PD: And at what point did you show her the script, if ever?
SC: Well I don’t know if I will. She doesn’t know she’s in my show this year. She lives in London, and it’s unlikely she’ll come to it. We’re okay. No one tell her, no one tell her!
PD: Another thing that’s very nicely happened to you over the years is you’ve won a number of awards and for all sorts of different things. Do you seek out these things or look forward to the ceremonies or not take any notice?
SC: People are often confused about how varied my career has been. I started doing sketch comedy. I did a sketch show and it was on telly and we won a BAFTA for it, and then I did stand-up. And people are sometimes surprised I do stand-up, and then they’re surprised I compare club gigs.
The award I was very proud of was the Writers Guild Award for my own Radio 4 series. It really meant a lot, because that was the writing of it, and I admire great writing. I don’t seek them out though, because it’s whether audiences come and see you, that’s what’s important, and enjoy it. But that was a very special one to me because that was voted for by writers and they’re a harsh lot sometimes. So that was great.
PD: Well, I was going to ask you about the writing. Again it’s obviously an important part of things. Do you see yourself one day writing specifically for other people or is it a kind of a means to an end, in terms of creating performance material for yourself?
SC: I like both, I like writing for myself and stand-up, but ultimately I’d like to write comedy, interesting and different comedy for other people as well. Jo Brand, to me, is probably my idol in that regard in that she does stand-up. Her sitcom, Getting On, is superb. She hosts shows and she manages to do all of that brilliantly. So, she’s got the kind of career I would love to have eventually where she manages to do all of these things and nobody says, you should be concentrating on one or the other. So, if I can get half of that, a quarter of that, I’ll be very happy.
PD: And a judge on [ITV diving show] Splash as well…
SC: Do you know, I would love that. I love that show, I love all these shows. So, yeah, I’m available for Splash anytime.
PD: And finally then, you’ve got a number of dates in the North East. Have you spent much time in England, in the North East?

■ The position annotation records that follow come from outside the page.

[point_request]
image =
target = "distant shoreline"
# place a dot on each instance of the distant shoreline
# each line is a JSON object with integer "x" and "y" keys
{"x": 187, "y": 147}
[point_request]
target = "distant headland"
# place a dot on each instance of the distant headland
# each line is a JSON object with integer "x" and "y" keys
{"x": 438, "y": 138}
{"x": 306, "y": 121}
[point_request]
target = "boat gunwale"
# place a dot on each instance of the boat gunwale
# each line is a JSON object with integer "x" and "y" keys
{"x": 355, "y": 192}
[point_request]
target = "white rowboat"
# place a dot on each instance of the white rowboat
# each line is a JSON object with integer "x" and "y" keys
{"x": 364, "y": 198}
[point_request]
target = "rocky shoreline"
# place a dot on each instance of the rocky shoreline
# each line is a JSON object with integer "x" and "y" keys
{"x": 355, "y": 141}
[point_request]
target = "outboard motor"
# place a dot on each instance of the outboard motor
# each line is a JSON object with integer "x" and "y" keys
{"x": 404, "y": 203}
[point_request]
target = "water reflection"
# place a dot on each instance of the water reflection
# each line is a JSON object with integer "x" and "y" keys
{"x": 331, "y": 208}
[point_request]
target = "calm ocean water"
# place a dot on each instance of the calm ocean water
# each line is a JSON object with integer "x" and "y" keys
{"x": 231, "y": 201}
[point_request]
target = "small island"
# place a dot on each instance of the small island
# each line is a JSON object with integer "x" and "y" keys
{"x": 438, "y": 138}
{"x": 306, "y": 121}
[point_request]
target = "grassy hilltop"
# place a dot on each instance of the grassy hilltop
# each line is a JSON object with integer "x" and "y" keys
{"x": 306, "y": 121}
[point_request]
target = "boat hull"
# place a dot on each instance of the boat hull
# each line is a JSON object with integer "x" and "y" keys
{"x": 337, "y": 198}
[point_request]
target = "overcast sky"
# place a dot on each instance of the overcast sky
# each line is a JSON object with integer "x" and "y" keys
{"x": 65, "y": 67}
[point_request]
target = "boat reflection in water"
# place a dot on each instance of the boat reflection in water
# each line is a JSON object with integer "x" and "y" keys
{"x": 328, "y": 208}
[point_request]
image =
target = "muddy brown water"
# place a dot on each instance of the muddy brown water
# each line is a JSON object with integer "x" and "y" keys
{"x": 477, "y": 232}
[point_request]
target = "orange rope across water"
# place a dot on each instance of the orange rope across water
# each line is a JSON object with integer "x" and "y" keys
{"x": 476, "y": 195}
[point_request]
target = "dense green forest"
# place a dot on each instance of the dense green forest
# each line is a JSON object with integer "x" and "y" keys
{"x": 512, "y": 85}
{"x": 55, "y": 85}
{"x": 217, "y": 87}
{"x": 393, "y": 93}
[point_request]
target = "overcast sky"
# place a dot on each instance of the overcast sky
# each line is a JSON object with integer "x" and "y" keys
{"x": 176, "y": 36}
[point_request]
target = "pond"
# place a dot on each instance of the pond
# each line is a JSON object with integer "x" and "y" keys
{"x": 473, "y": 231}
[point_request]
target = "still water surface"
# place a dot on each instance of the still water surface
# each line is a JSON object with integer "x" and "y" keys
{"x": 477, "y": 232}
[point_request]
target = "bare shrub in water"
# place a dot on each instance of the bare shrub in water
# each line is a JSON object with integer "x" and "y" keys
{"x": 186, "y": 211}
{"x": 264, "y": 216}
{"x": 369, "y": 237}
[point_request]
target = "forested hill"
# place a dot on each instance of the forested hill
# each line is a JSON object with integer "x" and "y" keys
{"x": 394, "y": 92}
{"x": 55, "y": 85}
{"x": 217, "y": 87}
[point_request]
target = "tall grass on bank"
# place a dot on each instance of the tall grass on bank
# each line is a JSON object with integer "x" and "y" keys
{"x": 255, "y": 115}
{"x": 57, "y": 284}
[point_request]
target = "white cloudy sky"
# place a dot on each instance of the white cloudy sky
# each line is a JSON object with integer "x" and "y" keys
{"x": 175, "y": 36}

SC: Yeah, The Stand Newcastle I’ve played quite a lot, so I know that. My dad used to work in Durham, so I’ve spent a lot of time in Durham. He was at Durham University and I spent a long time in Durham, at their house. I’ve not been to Barnard Castle, so that’s the one unknown.
I love gigging around there because there’s an openness, I think, for comedy. I’m not the kind of comedian who wants to make you feel bad about yourself. I don’t tend to speak to the audience a huge amount, and if I do it’s simply to see how you are. I want people to leave feeling better than when they came in, that’s the ultimate goal in this.
And I find people in Newcastle, in the same way as Glasgow. Everybody is chatty, open, ready for a laugh. And that’s really all you need to do. Come and say, I’m coming to this to have a nice night and I will try my best. It’s a bargain. If you come thinking, this’ll probably be good, I’ll do as much as I can to fulfil that, contractually. As an ex-lawyer I will contractually attempt to fulfil that bargain.